16. Standard Come Backs/Ability to 'Bite Your Tongue' - Sometimes it can get frustrating when people say things like "Can you eat that if you're Diabetic?" or "You must have eaten loads of sweets when you were little to get Diabetes?" or "It could be worse couldnt it?".......It can be quite useful to have some standard lines to come back with - these can vary depending on your mood at the time!!! :o) I would tend to be quite sarcastic and say something along the lines of "Yes, you're right, my Mom fed me on a diet of only full fat coke and mars bars until the age of 10".
17. Self Awareness - Over the years you will get to know your body and how your sugar levels are affected by different foods, exercise, illness, stress, periods etc. etc. - Of course sometimes no amount of practice and experience can second guess Diabetes and it can throw you totally off guard and do the total opposite of what you expect!!!
18. Ability to Pick Yourself Up and start again when you’ve had a bad day / high sugar level / hypo / higher than expected HbA1c result or when things just dont go as you expected.
19. Trust in your family and friends to be aware of hypo symptoms and to know what to do in an emergency, trust in the medical profession and trust in yourself in knowing what to do in certain situations and to trust your instincts/what ur body is telling you.

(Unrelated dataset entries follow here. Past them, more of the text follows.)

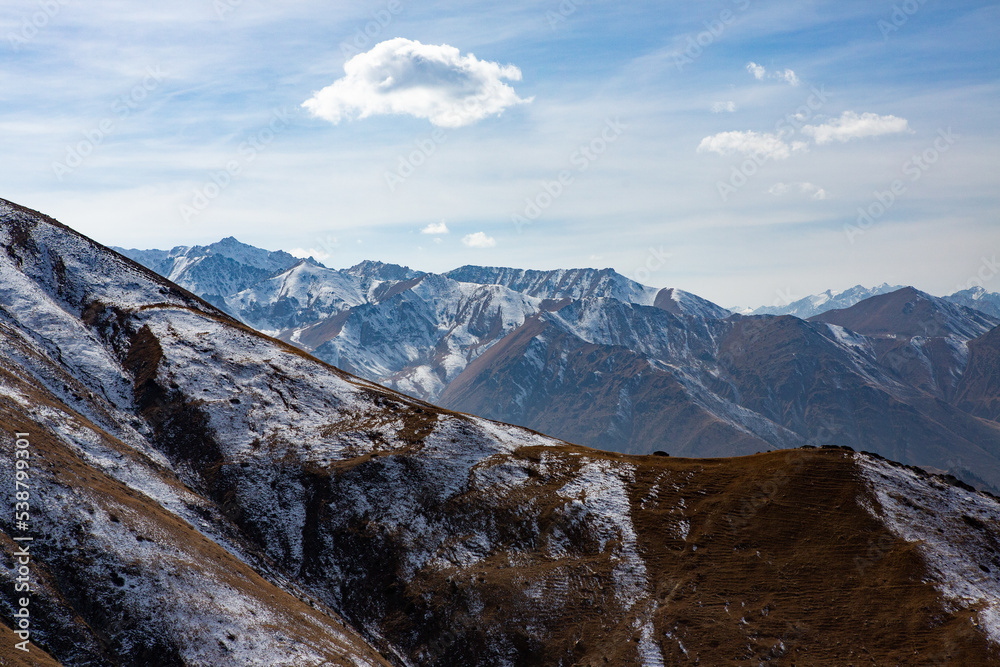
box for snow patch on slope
[855,454,1000,644]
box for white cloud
[420,220,448,234]
[747,62,767,81]
[747,62,800,86]
[773,69,799,86]
[767,182,830,200]
[302,37,531,127]
[802,111,910,144]
[698,131,792,160]
[462,232,497,248]
[288,248,333,262]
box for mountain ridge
[0,202,1000,667]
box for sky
[0,0,1000,306]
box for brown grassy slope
[633,450,988,665]
[288,446,1000,666]
[0,390,389,666]
[0,623,61,667]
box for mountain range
[0,200,1000,667]
[119,238,1000,491]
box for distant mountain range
[113,238,1000,490]
[730,283,1000,319]
[0,200,1000,667]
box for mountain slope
[733,283,902,319]
[0,203,1000,667]
[812,287,1000,400]
[944,286,1000,318]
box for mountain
[117,239,1000,490]
[812,287,1000,400]
[944,286,1000,318]
[112,236,302,309]
[955,328,1000,422]
[0,201,1000,667]
[731,283,900,319]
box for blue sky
[0,0,1000,306]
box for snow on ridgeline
[855,454,1000,645]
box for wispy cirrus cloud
[802,111,910,145]
[420,220,448,234]
[747,61,801,86]
[302,37,531,127]
[462,232,497,248]
[767,182,830,200]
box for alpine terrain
[122,238,1000,492]
[0,201,1000,667]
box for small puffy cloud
[747,62,767,81]
[462,232,497,248]
[772,69,799,86]
[420,220,448,234]
[698,131,792,160]
[768,183,830,200]
[802,111,910,144]
[302,37,531,127]
[288,248,333,262]
[747,62,800,86]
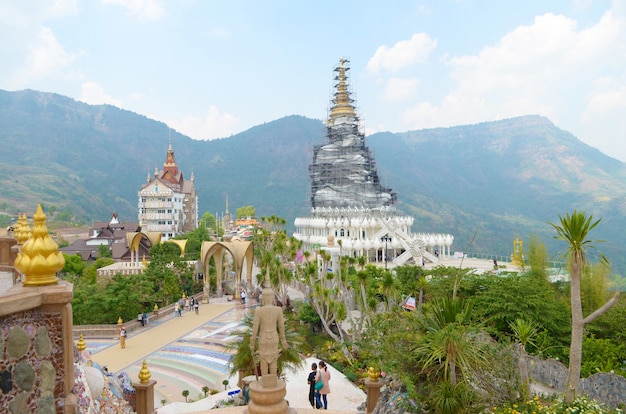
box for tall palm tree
[378,270,398,312]
[548,210,619,404]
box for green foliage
[580,335,626,378]
[175,223,210,260]
[296,302,321,328]
[491,395,622,414]
[98,244,113,257]
[72,243,202,325]
[61,253,87,282]
[528,234,548,279]
[460,274,570,359]
[226,313,303,376]
[237,206,256,219]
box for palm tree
[548,210,619,404]
[509,318,538,401]
[414,298,488,413]
[226,313,303,378]
[378,270,398,312]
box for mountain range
[0,90,626,273]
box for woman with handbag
[315,361,330,410]
[307,362,322,408]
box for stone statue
[250,287,289,387]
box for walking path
[93,302,236,378]
[87,293,366,414]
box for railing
[467,253,567,269]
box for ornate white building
[138,141,198,241]
[294,59,454,266]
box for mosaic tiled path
[87,303,249,406]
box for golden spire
[15,204,65,286]
[13,213,31,246]
[76,332,87,352]
[329,58,356,123]
[138,359,152,384]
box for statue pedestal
[244,379,295,414]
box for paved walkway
[92,300,236,380]
[87,293,366,414]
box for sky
[0,0,626,162]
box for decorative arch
[126,231,161,267]
[200,240,254,301]
[159,238,187,257]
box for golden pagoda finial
[76,332,87,352]
[13,213,32,246]
[15,204,65,286]
[139,359,152,384]
[328,58,356,123]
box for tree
[198,211,223,234]
[528,234,548,278]
[98,244,113,257]
[413,298,489,413]
[226,313,303,382]
[237,206,256,219]
[511,318,538,401]
[548,210,619,404]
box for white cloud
[79,82,122,108]
[367,33,437,73]
[583,77,626,122]
[383,78,419,101]
[402,7,626,133]
[25,27,74,81]
[164,105,240,140]
[102,0,165,21]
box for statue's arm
[250,312,259,353]
[278,309,289,349]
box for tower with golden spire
[294,58,454,268]
[137,136,198,241]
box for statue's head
[262,287,274,306]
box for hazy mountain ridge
[0,90,626,274]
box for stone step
[178,406,358,414]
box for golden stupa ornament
[76,332,87,352]
[139,359,152,384]
[13,213,32,246]
[367,367,380,381]
[15,204,65,286]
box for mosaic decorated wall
[0,285,76,414]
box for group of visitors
[137,312,150,326]
[307,361,330,410]
[174,297,200,318]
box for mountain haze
[0,90,626,271]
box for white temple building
[294,59,454,266]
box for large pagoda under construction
[294,59,454,266]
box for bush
[492,395,622,414]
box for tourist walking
[307,362,322,408]
[120,326,128,348]
[315,361,330,410]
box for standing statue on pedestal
[250,287,289,388]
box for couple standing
[308,361,330,410]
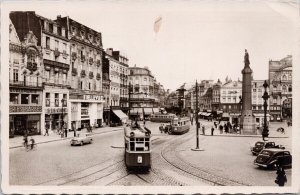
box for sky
[6,0,299,90]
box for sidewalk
[191,120,292,138]
[9,126,123,149]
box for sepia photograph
[1,0,300,194]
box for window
[31,94,39,104]
[46,93,50,107]
[57,26,61,36]
[21,94,29,104]
[49,24,53,33]
[55,40,59,50]
[46,37,50,49]
[9,93,19,104]
[13,69,19,81]
[54,93,59,107]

20. Courage - It takes courage to do your first injection, it takes courage to do your first blood test, it takes courage to do your first infusion set change, parents of Diabetic kids need courage to do these things to their children when they are too young to do it themselves and it takes courage to watch your loved ones do these things to themselves. It also takes courage to carry on doing these things time and time again when sometimes the last thing you want to do is stick a needle in yourself or walk around with a 'contraption' (insulin pump) attached to your body. No matter how many years you have had Diabetes, I truly believe that every single injection, blood test, infusion set change takes courage. You tell yourself and others "Oh you just get used to it" but I dont believe you ever really fully get used to it. - even after 20 years despite the fact that I just get on with it because I know I have to, I'm not "used to it" and never will be. Diabetes is a constant challenge and is always there on our backs to try and catch us out - we can only beat it with courage......and plenty of it.